What is the difference between registered and non registered memory? Is it worth the 25%, or so, premium?
What is the difference between DDR and DDR2? Is it worth the premium?
What would be the performance difference between an Athlon 64 3700+ 1MB 90nm and an Athlon 64 X2 3800+ Dual-Core 512K Per Core 90nm? Is it worth the $100 price difference?
I was looking at getting the MSI K8N Neo4/SLI Socket 939 NVIDIA nForce4 SLI ATX AMD Motherboard, but it looks like it would hold back the memory capacities of the Athlon 64 model chips. What would be a good board to get and what specs/features should I look for?
Registered and/or ECC is useful only if you’re building a server and need to catch a one in a trillion error. A waste of money otherwise.
DDR-2 is useful only if your motherboard supports it. Otherwise, it’s a waste of money.
On the processor side, dual core is the direction the industry is heading as we’re starting to bump into hard limits on processor speed imposed by today’s materials and production abilities.

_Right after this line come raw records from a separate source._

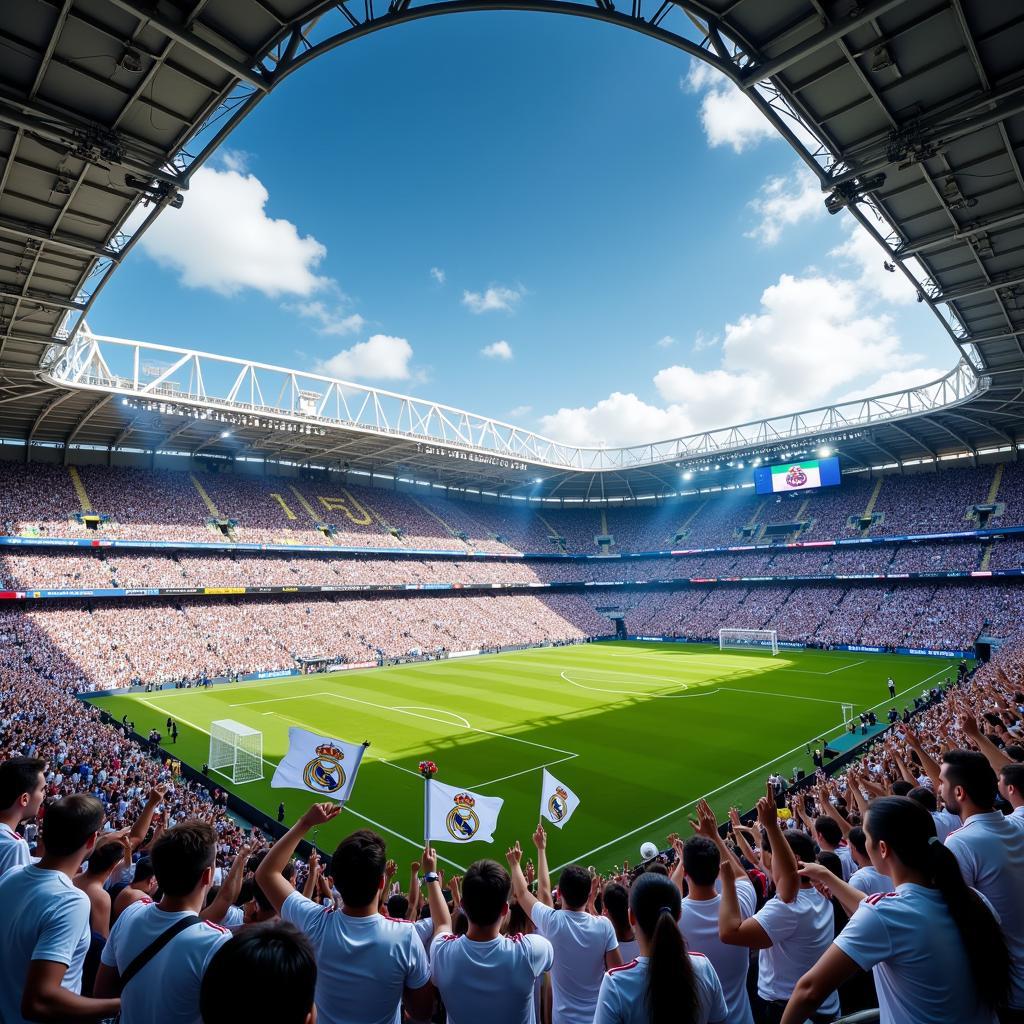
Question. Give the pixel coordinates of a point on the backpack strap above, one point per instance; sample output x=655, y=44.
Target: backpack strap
x=154, y=947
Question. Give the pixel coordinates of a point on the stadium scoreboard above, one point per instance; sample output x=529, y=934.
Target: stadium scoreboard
x=797, y=475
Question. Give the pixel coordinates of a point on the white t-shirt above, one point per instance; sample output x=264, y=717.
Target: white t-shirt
x=624, y=989
x=167, y=988
x=990, y=851
x=945, y=822
x=800, y=932
x=698, y=923
x=364, y=965
x=920, y=965
x=868, y=881
x=580, y=940
x=489, y=981
x=42, y=918
x=13, y=850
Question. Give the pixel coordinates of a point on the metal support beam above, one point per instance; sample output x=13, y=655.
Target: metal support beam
x=188, y=39
x=860, y=14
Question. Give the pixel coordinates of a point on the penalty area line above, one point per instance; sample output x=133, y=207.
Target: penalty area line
x=347, y=809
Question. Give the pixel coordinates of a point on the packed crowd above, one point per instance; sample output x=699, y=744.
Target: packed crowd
x=105, y=643
x=898, y=884
x=175, y=505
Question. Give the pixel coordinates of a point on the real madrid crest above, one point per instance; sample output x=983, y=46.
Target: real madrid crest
x=325, y=773
x=462, y=821
x=558, y=804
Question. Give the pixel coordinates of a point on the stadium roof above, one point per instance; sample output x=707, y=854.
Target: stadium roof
x=909, y=112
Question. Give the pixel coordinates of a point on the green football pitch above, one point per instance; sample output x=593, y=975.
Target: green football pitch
x=638, y=731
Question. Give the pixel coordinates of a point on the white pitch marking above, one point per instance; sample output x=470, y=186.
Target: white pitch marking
x=525, y=771
x=641, y=693
x=738, y=778
x=415, y=843
x=439, y=711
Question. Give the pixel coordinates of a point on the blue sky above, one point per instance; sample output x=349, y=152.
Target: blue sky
x=540, y=218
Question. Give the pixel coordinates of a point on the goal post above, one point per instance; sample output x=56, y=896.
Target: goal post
x=236, y=751
x=730, y=639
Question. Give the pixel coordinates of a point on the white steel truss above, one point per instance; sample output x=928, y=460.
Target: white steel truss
x=178, y=379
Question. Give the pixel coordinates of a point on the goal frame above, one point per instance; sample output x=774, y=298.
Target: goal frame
x=749, y=639
x=237, y=748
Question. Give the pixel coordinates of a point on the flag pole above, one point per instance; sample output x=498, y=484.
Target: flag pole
x=427, y=769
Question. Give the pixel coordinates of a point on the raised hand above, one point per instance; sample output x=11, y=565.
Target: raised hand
x=540, y=838
x=320, y=814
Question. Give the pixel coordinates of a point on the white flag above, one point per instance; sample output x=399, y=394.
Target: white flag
x=557, y=800
x=320, y=765
x=455, y=815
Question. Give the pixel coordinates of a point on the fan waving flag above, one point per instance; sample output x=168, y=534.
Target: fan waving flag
x=456, y=815
x=557, y=801
x=320, y=765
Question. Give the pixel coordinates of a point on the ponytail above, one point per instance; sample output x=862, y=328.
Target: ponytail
x=908, y=829
x=672, y=991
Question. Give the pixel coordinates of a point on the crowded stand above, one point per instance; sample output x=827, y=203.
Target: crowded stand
x=908, y=864
x=165, y=505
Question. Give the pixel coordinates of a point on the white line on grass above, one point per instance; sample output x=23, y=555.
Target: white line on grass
x=416, y=844
x=738, y=778
x=411, y=714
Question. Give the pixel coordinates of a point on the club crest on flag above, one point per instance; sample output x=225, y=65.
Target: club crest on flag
x=324, y=772
x=557, y=805
x=462, y=821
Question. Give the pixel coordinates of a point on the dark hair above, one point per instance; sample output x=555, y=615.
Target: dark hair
x=357, y=866
x=830, y=860
x=972, y=772
x=70, y=822
x=925, y=797
x=801, y=844
x=616, y=904
x=858, y=841
x=573, y=885
x=103, y=858
x=828, y=829
x=143, y=870
x=181, y=855
x=672, y=990
x=264, y=972
x=907, y=828
x=1013, y=775
x=701, y=861
x=18, y=775
x=485, y=892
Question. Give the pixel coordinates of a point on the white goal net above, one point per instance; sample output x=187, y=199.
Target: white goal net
x=236, y=751
x=748, y=640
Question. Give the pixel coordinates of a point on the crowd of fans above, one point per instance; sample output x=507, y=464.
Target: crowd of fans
x=176, y=505
x=103, y=643
x=898, y=883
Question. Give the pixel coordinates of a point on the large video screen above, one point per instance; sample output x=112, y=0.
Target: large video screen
x=797, y=475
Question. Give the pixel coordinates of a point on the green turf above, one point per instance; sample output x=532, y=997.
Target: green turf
x=641, y=732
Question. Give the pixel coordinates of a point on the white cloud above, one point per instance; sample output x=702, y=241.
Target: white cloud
x=332, y=321
x=782, y=202
x=728, y=117
x=222, y=239
x=497, y=350
x=864, y=254
x=496, y=297
x=380, y=357
x=809, y=342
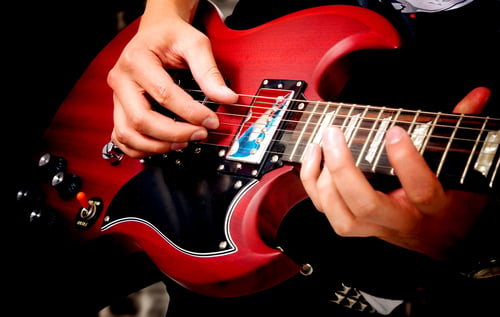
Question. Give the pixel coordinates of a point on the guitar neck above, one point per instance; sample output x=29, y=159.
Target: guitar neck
x=460, y=149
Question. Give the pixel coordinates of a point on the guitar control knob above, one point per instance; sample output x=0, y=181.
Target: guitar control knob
x=29, y=196
x=67, y=185
x=112, y=153
x=50, y=165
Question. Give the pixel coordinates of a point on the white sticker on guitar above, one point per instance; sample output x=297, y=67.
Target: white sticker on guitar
x=415, y=6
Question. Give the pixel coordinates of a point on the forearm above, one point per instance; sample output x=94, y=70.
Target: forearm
x=159, y=9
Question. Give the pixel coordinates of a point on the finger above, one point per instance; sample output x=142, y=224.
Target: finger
x=474, y=101
x=357, y=193
x=418, y=181
x=206, y=73
x=150, y=75
x=134, y=143
x=310, y=171
x=138, y=115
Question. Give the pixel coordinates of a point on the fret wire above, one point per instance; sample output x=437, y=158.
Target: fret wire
x=363, y=149
x=429, y=134
x=393, y=124
x=445, y=152
x=348, y=115
x=317, y=133
x=349, y=144
x=311, y=114
x=382, y=145
x=494, y=174
x=318, y=130
x=469, y=160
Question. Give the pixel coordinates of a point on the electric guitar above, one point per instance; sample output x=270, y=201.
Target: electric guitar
x=207, y=215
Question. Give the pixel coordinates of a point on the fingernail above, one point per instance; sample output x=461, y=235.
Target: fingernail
x=393, y=135
x=178, y=146
x=309, y=152
x=199, y=135
x=226, y=90
x=210, y=123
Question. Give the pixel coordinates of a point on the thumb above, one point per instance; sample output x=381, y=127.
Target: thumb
x=474, y=101
x=209, y=78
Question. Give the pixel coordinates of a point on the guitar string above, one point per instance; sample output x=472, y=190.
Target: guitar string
x=368, y=108
x=371, y=109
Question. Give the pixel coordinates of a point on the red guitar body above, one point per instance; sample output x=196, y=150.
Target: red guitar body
x=134, y=202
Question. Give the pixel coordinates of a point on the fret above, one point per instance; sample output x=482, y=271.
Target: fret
x=494, y=174
x=487, y=153
x=377, y=140
x=350, y=127
x=319, y=130
x=362, y=116
x=346, y=119
x=473, y=151
x=419, y=132
x=368, y=138
x=446, y=150
x=453, y=145
x=302, y=130
x=429, y=134
x=382, y=146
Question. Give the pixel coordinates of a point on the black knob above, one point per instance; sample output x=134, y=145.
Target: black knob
x=67, y=185
x=49, y=165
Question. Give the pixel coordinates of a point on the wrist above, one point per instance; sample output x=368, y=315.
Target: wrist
x=158, y=10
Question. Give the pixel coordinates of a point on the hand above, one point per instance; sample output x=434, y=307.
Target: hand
x=164, y=40
x=421, y=216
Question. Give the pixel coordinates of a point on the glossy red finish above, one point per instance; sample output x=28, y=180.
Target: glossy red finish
x=310, y=45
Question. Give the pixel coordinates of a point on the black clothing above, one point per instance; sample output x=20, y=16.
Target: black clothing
x=441, y=60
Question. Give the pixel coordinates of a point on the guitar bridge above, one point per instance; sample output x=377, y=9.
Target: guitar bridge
x=256, y=148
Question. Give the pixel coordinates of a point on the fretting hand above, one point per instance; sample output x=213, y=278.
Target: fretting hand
x=421, y=216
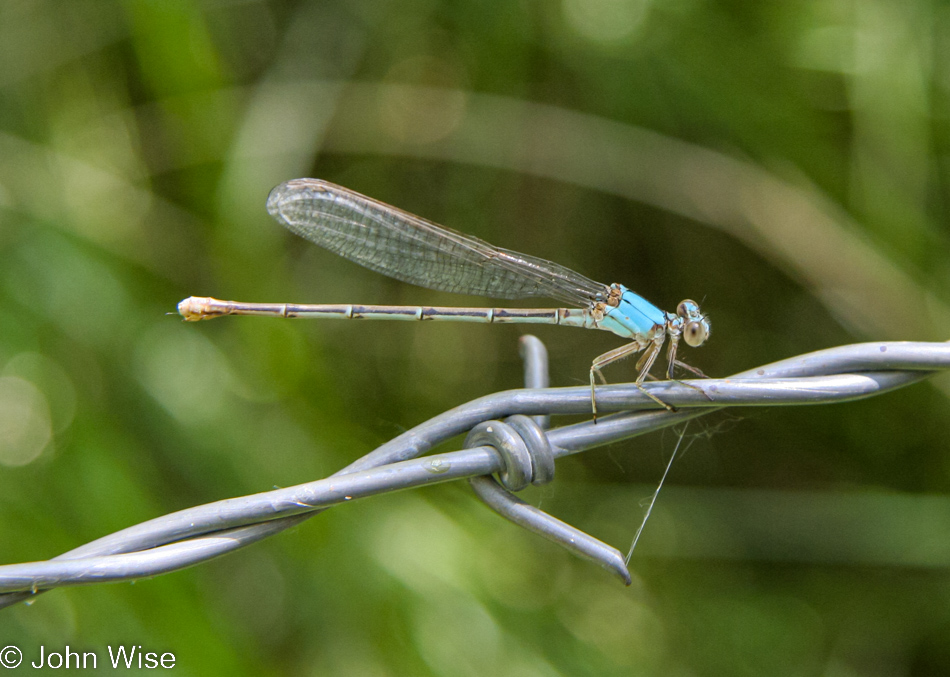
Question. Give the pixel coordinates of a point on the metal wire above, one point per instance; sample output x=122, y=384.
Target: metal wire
x=519, y=450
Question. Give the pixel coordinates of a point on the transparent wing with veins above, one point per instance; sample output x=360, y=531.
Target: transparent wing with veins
x=409, y=248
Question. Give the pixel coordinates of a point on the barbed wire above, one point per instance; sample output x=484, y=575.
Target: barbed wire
x=519, y=449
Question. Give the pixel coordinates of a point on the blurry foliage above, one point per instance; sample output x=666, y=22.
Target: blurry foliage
x=785, y=163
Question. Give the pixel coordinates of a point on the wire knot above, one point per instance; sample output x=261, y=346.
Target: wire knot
x=523, y=447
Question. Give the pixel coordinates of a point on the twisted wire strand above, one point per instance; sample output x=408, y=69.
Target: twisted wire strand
x=197, y=534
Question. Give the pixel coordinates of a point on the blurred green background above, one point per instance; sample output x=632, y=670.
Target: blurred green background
x=784, y=163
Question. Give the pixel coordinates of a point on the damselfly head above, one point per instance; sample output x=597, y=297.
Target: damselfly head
x=696, y=327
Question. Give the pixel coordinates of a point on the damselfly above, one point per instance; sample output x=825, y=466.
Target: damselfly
x=409, y=248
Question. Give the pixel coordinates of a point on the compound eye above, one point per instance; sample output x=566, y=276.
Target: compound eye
x=695, y=333
x=687, y=308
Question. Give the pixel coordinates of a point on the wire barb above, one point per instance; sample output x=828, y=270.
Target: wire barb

I’m 99% sure that that mobo is the one Maximum PC used in their October issue to build a “price is important” system (They called it Lean Machine, in comparison with the $14,000 Dream Machine they built in the September issue) with good future growth potential and present performance.
The October issue of Maximum PC also has a RAM buying guide.
No Athlon 64 systems support DD2 memory, so obviously you want DDR Ram. DDR2 Ram has higher bandwidth, but also higher latency, and at current frequencies would not be very good in an Athlon 64 (which like low-latency RAM) anyways.
That MSI motherboard should be pretty darn good - what makes you think it would hold back the Athlon 64 on memory? It seems to have a decent integrated audio chip too.
As for what RAM to get, I would go with Corsair, Crucial, Kingston, or Muskin RAM. PC3200 is all you need, unless you intend to do some serious overclocking. 2.5 Cas latency RAM should be fine, the speed gain going to 2 Cas is pretty minor; the extra money is better spent on a faster CPU or video card.
As for the CPU, the Athlon 64 3700+ (2.2ghz 1MB L2 cache_would be slightly faster in single thread applications (like many games) but much slower in multi-thread ones, like media encoding. In comparison, the x64 3800+ is essentailly two Athlon 64 3200+ chips bolted together, each running at 2 ghz. I would go with the 3800+, unless you are a really heavy gamer, and want to throw that extra $100 into a better video card.
Yup. MaxPC did use the K8N Neo4/SLI board and they point out the onboard Sound Blaster Live hardware. They also say it’ll handle dual-core procs.
The rest of their “lean” hardware is an Athlon 64 3000+, nVidia GeForce 6800 GT and 1 GB DDR400 RAM (aka PC3200). Plus the usual assortment of a Plextor PX-716A, 300 GB Maxtor diamondMax SATA and Win XP Pro.